6. E AGORA ALGO DIFERENTE: UMA FINAL ENTRE SUB-20
Falar dos jogos entre Portugal e o Brasil sem referir a final do Mundial de sub-20 de 1991 seria errado. Mesmo não contando para a estatística da seleção principal, esse encontro, disputado no Estádio da Luz, perante cerca de 127 mil espetadores, ficou para a história: a chamada “geração de ouro”, onde pontificavam nomes como Luís Figo, Rui Costa, Jorge Costa, João Vieira Pinto, Emílio Peixe e Abel Xavier, triunfou nos penáltis (4-2, após 0-0 nos 120 minutos), e Portugal, sob o comando de Carlos Queiroz, sagrou-se bicampeão mundial do escalão. Um dos marcadores no desempate foi Luís Figo que, na sua biografia publicada em 2000, recordou aquele dia 30 de junho de 1991: “Memorável, sem dúvida. Foi a primeira vez que joguei diante de tanta gente e também a primeira vez que me senti com asas, capaz de voar, de atingir qualquer meta. Tenho o vídeo desse jogo e depois de alguns anos voltei a vê-lo, para recordar uma noite tão especial. Esse campeonato mundial significou muito para a nossa geração. O êxito que tivemos trouxe ar fresco ao futebol português. Os clubes começaram a apostar msais nos jovens e, para muitos de nós, foi o começo de uma nova vida.”
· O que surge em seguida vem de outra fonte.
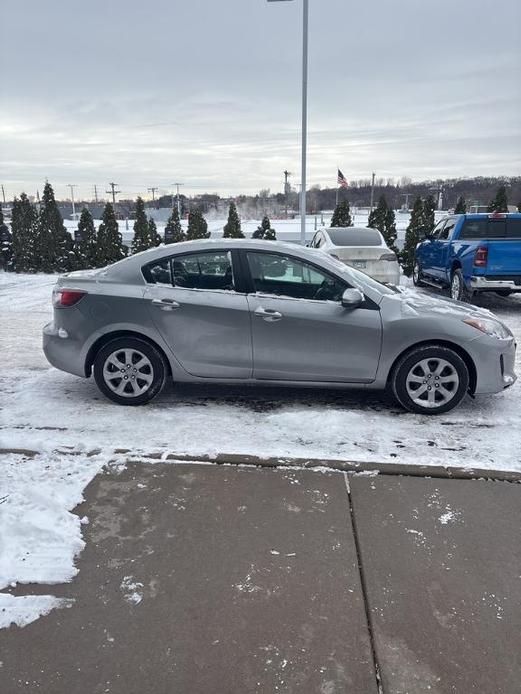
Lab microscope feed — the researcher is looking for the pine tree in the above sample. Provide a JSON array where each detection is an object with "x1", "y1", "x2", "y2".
[
  {"x1": 517, "y1": 201, "x2": 521, "y2": 213},
  {"x1": 164, "y1": 206, "x2": 185, "y2": 243},
  {"x1": 252, "y1": 215, "x2": 277, "y2": 240},
  {"x1": 35, "y1": 182, "x2": 74, "y2": 272},
  {"x1": 0, "y1": 207, "x2": 13, "y2": 271},
  {"x1": 186, "y1": 209, "x2": 210, "y2": 240},
  {"x1": 401, "y1": 197, "x2": 425, "y2": 276},
  {"x1": 330, "y1": 200, "x2": 352, "y2": 227},
  {"x1": 11, "y1": 193, "x2": 38, "y2": 272},
  {"x1": 383, "y1": 208, "x2": 398, "y2": 254},
  {"x1": 223, "y1": 201, "x2": 244, "y2": 238},
  {"x1": 487, "y1": 186, "x2": 508, "y2": 213},
  {"x1": 368, "y1": 195, "x2": 387, "y2": 232},
  {"x1": 148, "y1": 217, "x2": 162, "y2": 247},
  {"x1": 97, "y1": 202, "x2": 125, "y2": 266},
  {"x1": 131, "y1": 197, "x2": 151, "y2": 253},
  {"x1": 423, "y1": 195, "x2": 436, "y2": 232},
  {"x1": 73, "y1": 208, "x2": 97, "y2": 269},
  {"x1": 454, "y1": 196, "x2": 466, "y2": 214}
]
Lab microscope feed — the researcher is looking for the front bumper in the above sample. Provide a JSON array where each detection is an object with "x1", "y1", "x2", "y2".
[
  {"x1": 43, "y1": 321, "x2": 86, "y2": 378},
  {"x1": 470, "y1": 276, "x2": 521, "y2": 292},
  {"x1": 469, "y1": 334, "x2": 517, "y2": 394}
]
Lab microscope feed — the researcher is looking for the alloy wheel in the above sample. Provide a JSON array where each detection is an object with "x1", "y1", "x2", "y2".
[
  {"x1": 102, "y1": 348, "x2": 154, "y2": 398},
  {"x1": 405, "y1": 357, "x2": 459, "y2": 410}
]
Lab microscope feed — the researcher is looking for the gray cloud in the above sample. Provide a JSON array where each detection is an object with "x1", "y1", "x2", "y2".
[{"x1": 1, "y1": 0, "x2": 520, "y2": 200}]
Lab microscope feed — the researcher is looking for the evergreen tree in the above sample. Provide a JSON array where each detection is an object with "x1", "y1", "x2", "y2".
[
  {"x1": 454, "y1": 196, "x2": 466, "y2": 214},
  {"x1": 487, "y1": 185, "x2": 508, "y2": 213},
  {"x1": 35, "y1": 181, "x2": 73, "y2": 272},
  {"x1": 252, "y1": 215, "x2": 277, "y2": 240},
  {"x1": 401, "y1": 197, "x2": 425, "y2": 276},
  {"x1": 148, "y1": 217, "x2": 162, "y2": 247},
  {"x1": 186, "y1": 209, "x2": 210, "y2": 240},
  {"x1": 11, "y1": 193, "x2": 38, "y2": 272},
  {"x1": 223, "y1": 201, "x2": 244, "y2": 238},
  {"x1": 383, "y1": 207, "x2": 398, "y2": 254},
  {"x1": 0, "y1": 207, "x2": 14, "y2": 271},
  {"x1": 517, "y1": 201, "x2": 521, "y2": 213},
  {"x1": 330, "y1": 200, "x2": 352, "y2": 227},
  {"x1": 97, "y1": 202, "x2": 125, "y2": 266},
  {"x1": 368, "y1": 195, "x2": 387, "y2": 232},
  {"x1": 73, "y1": 208, "x2": 97, "y2": 269},
  {"x1": 164, "y1": 206, "x2": 185, "y2": 243},
  {"x1": 423, "y1": 195, "x2": 436, "y2": 232},
  {"x1": 131, "y1": 197, "x2": 151, "y2": 253}
]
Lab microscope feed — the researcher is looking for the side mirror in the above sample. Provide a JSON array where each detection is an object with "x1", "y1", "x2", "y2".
[{"x1": 341, "y1": 288, "x2": 364, "y2": 309}]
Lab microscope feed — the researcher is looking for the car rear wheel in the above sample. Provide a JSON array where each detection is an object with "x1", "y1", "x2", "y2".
[
  {"x1": 412, "y1": 261, "x2": 425, "y2": 287},
  {"x1": 391, "y1": 345, "x2": 469, "y2": 414},
  {"x1": 93, "y1": 337, "x2": 167, "y2": 405}
]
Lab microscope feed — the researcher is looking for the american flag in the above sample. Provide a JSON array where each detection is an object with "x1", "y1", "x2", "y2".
[{"x1": 337, "y1": 169, "x2": 349, "y2": 189}]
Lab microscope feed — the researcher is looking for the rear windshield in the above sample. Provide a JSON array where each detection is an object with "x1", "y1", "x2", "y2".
[
  {"x1": 327, "y1": 228, "x2": 382, "y2": 246},
  {"x1": 460, "y1": 218, "x2": 521, "y2": 240}
]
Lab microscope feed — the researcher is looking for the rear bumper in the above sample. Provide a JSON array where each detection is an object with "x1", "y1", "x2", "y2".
[
  {"x1": 43, "y1": 321, "x2": 86, "y2": 377},
  {"x1": 470, "y1": 276, "x2": 521, "y2": 292}
]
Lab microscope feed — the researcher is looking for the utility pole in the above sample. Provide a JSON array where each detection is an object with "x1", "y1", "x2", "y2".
[
  {"x1": 172, "y1": 183, "x2": 184, "y2": 215},
  {"x1": 67, "y1": 184, "x2": 77, "y2": 221},
  {"x1": 370, "y1": 172, "x2": 376, "y2": 212},
  {"x1": 401, "y1": 193, "x2": 412, "y2": 210},
  {"x1": 283, "y1": 170, "x2": 291, "y2": 218},
  {"x1": 147, "y1": 187, "x2": 158, "y2": 206},
  {"x1": 106, "y1": 182, "x2": 120, "y2": 207},
  {"x1": 94, "y1": 185, "x2": 99, "y2": 204},
  {"x1": 1, "y1": 185, "x2": 5, "y2": 204}
]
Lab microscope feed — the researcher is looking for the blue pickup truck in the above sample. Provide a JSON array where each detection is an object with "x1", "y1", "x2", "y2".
[{"x1": 413, "y1": 213, "x2": 521, "y2": 302}]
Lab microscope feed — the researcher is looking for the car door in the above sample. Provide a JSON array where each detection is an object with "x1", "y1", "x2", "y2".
[
  {"x1": 419, "y1": 219, "x2": 446, "y2": 278},
  {"x1": 243, "y1": 250, "x2": 382, "y2": 382},
  {"x1": 143, "y1": 250, "x2": 252, "y2": 378},
  {"x1": 431, "y1": 217, "x2": 457, "y2": 280}
]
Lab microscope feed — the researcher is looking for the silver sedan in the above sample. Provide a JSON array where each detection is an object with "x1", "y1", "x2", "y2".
[{"x1": 43, "y1": 239, "x2": 516, "y2": 414}]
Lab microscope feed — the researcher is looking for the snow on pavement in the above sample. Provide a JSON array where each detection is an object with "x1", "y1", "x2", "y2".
[{"x1": 1, "y1": 271, "x2": 520, "y2": 627}]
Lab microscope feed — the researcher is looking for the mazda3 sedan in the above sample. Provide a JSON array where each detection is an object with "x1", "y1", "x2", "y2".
[{"x1": 43, "y1": 239, "x2": 516, "y2": 414}]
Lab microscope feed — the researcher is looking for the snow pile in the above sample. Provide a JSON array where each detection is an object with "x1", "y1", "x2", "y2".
[{"x1": 0, "y1": 594, "x2": 74, "y2": 629}]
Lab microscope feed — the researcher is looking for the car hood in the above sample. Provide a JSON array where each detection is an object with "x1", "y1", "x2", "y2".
[{"x1": 389, "y1": 288, "x2": 499, "y2": 321}]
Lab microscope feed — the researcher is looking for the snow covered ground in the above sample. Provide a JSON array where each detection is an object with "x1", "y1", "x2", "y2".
[{"x1": 1, "y1": 269, "x2": 520, "y2": 627}]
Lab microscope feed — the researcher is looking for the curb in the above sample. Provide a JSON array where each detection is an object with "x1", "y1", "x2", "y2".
[{"x1": 2, "y1": 447, "x2": 520, "y2": 483}]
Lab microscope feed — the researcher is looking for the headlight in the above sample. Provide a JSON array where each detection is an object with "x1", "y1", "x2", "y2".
[{"x1": 463, "y1": 317, "x2": 512, "y2": 340}]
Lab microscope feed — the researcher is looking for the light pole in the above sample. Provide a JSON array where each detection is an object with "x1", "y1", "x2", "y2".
[{"x1": 268, "y1": 0, "x2": 308, "y2": 245}]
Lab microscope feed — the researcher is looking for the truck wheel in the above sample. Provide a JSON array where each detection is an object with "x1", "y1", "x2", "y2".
[
  {"x1": 391, "y1": 345, "x2": 469, "y2": 415},
  {"x1": 412, "y1": 261, "x2": 425, "y2": 287},
  {"x1": 450, "y1": 269, "x2": 472, "y2": 303}
]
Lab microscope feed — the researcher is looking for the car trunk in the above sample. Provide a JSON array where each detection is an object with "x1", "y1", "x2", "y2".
[{"x1": 332, "y1": 246, "x2": 393, "y2": 273}]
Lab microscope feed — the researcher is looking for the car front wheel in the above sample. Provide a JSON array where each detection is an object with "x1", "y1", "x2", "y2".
[
  {"x1": 93, "y1": 337, "x2": 167, "y2": 405},
  {"x1": 391, "y1": 345, "x2": 469, "y2": 414}
]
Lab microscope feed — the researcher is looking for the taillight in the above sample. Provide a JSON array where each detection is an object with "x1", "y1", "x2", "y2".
[
  {"x1": 474, "y1": 246, "x2": 488, "y2": 267},
  {"x1": 53, "y1": 289, "x2": 87, "y2": 307},
  {"x1": 379, "y1": 253, "x2": 397, "y2": 261}
]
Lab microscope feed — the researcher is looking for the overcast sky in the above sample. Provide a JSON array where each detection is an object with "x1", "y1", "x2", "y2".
[{"x1": 1, "y1": 0, "x2": 520, "y2": 201}]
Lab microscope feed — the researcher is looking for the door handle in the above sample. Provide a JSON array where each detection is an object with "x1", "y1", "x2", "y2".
[
  {"x1": 254, "y1": 306, "x2": 282, "y2": 322},
  {"x1": 151, "y1": 298, "x2": 180, "y2": 311}
]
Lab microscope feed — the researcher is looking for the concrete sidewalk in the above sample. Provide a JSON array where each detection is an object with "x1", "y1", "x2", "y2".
[{"x1": 0, "y1": 462, "x2": 520, "y2": 693}]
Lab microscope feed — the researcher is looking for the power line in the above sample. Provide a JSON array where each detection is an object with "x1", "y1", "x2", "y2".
[{"x1": 106, "y1": 182, "x2": 121, "y2": 206}]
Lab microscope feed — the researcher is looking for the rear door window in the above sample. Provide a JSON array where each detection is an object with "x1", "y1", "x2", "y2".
[
  {"x1": 142, "y1": 257, "x2": 172, "y2": 285},
  {"x1": 172, "y1": 251, "x2": 235, "y2": 291}
]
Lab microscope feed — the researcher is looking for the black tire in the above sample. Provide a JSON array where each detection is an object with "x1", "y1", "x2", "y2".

7. SABOR A BRASIL QUEBRA JEJUM COM 37 ANOS
Já a nível sénior foi preciso esperar 37 anos para Portugal voltar a ganhar ao Brasil. No Estádio das Antas, com Luiz Felipe Scolari no banco nacional pela segunda vez e a mascote do Euro’2004 a ser apresentada, o jogo terminou com um triunfou por 2-1, numa noite em que se estrearam dois jogadores que marcaram os últimos anos da seleção: Maniche e Deco, que se tornou no quarto futebolista naturalizado a envergar a camisola das quinas, depois do sul-africano David Júlio (60-61) e dos compatriotas Lúcio (60-62) e Celso (76-78). O médio do FC Porto marcaria mesmo o golo da vitória, de livre, desfazendo a igualdade proporcionada pelos tentos de Pauleta e Ronaldinho. “O Deco é o melhor jogador a disputar o campeonato português, que veio juntar-se a outros grandes jogadores que atuam no estrangeiro. Marcou o golo da vitória mas foi normal”, disse Felipão à imprensa no final dessa vitória que qualificou como “histórica” e dedicou a… Roberto Leal: “Mandou-me um CD e foi a sua música que ouvimos no autocarro durante a viagem para o jogo. A música chama-se Uma Casa Portuguesa mas com um ritmo de samba e os jogadores ‘curtiram'”.